Regarding the B1483 .............. it is a Brake pedal input circuit failure.
When you say you checked the low pressure fuel pressure could you post the pressure when cranking? Also, there is only one fuel pressure, at least until the injector compresses the fuel to increase its pressure. Lastly, have you checked to verify that the secondary fuel filter bowl will fill quickly when the key is turned on? Remove the secondary filter and have someone turn the jey on while you watch, Be ready to have the key turned off quickly.
Your post about the intermittent fuel smell has me wondering about fuel delivery and/or injectors.
Regarding the B1483 .............. it is a Brake pedal input circuit failure.
When you say you checked the low pressure fuel pressure could you post the pressure when cranking? Also, there is only one fuel pressure, at least until the injector compresses the fuel to increase its pressure.

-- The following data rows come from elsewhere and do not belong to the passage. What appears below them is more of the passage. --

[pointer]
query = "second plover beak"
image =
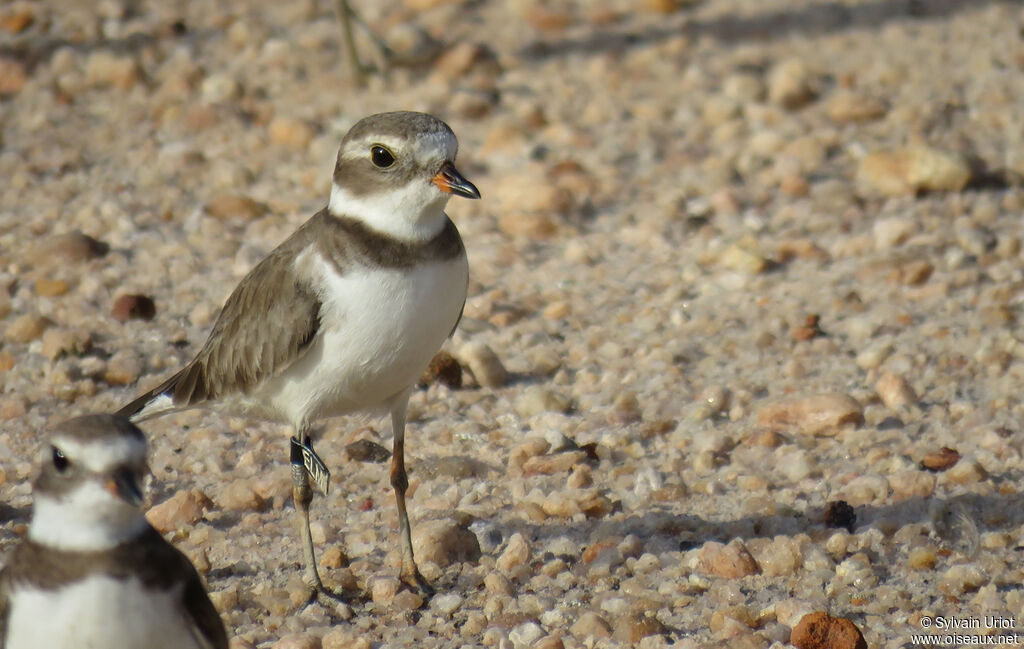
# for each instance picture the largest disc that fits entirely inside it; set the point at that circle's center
(451, 181)
(124, 485)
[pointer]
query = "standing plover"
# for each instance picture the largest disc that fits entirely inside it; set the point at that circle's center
(92, 572)
(345, 314)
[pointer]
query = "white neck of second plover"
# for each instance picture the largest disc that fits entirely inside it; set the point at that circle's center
(87, 519)
(413, 212)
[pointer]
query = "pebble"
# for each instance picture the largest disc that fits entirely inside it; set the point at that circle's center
(122, 369)
(913, 169)
(233, 206)
(791, 84)
(525, 635)
(241, 495)
(483, 363)
(941, 460)
(850, 107)
(444, 542)
(181, 510)
(58, 342)
(893, 231)
(27, 328)
(537, 399)
(820, 631)
(133, 307)
(517, 553)
(105, 69)
(895, 391)
(443, 369)
(590, 624)
(298, 641)
(823, 414)
(729, 561)
(291, 132)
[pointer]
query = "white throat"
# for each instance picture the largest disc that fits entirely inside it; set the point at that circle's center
(412, 212)
(88, 519)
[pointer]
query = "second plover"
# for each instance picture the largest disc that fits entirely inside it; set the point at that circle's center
(92, 572)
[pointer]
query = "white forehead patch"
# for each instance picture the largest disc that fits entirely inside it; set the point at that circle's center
(99, 456)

Lastly, have you checked to verify that the secondary fuel filter bowl will fill quickly when the key is turned on? Remove the secondary filter and have someone turn the jey on while you watch, Be ready to have the key turned off quickly.
Your post about the intermittent fuel smell has me wondering about fuel delivery and/or injectors.
The chime does work but have to mess with the key a bit. Fuel pressure is 55psi key on and while cranking. I have a fuel pressure gage installed at the regulator. Fuel bowl fills up quick and I did the bubble test as well. Yes I agree about the white unburnt fuel smoke, just now no smoke at all, this morning it filled the garage up.